To date, there is not much genetic analysis of esophageal cancer that can be matched with clinical data, so the association of genetic alterations with patient prognosis and mutational signatures are unclear. EP300 mutation was a significant poor prognostic factor in this study, which is consistent with previous reports [12, 22]. EP300 mutations are a promising candidate for significant poor prognosis. Although no EP300-specific drugs have been discovered as yet, it has been suggested that EP300-specific drug development could improve the prognosis of advanced ESCC in the future. To our knowledge, there have been no reports describing the impact of FAT2 and PTPRD on patient survival. In this study, we report the negative impact of FAT2 and PTPRD mutations on long-term survival and these candidates warrant further investigation. We believe that the new therapies targeting EP300, FAT2 and PTPRD mutations will be available in the future. In this study, circulating tumor cells (CTCs) were not detected, however, it was recently reported that gene alterations could be detected in CTCs from liquid biopsy [28]. Liquid biopsy of CTCs was minimally invasive and could be widely used in the future.

This study has several limitations. First, since surgical specimens were used, superficial cancers and lesions that were reduced by preoperative chemotherapy were excluded, so there is a possibility of selection bias. Second, most patients with ESCC received preoperative chemotherapy, and preoperative chemotherapy may have affected the difference in gene alteration between ESCC and EAC.

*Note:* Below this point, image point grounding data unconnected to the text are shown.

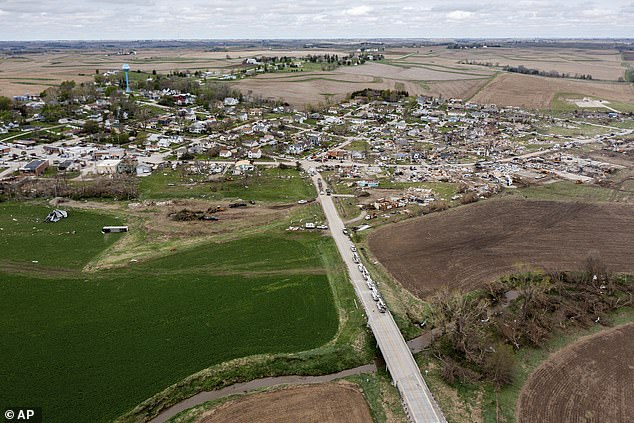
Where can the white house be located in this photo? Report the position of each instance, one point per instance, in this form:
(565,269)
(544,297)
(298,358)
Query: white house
(254,153)
(107,167)
(143,169)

This study represents a comprehensive characterization of genomic alterations in ESCC and EAC. This could provide insights into the genetic mechanism behind ESCC and EAC tumorigenesis. It will be important to explore the biological and therapeutic significance of these newly discovered mutated and amplified genes, as this may ultimately lead to the development of effective diagnostic and therapeutic approaches for ESCC and EAC.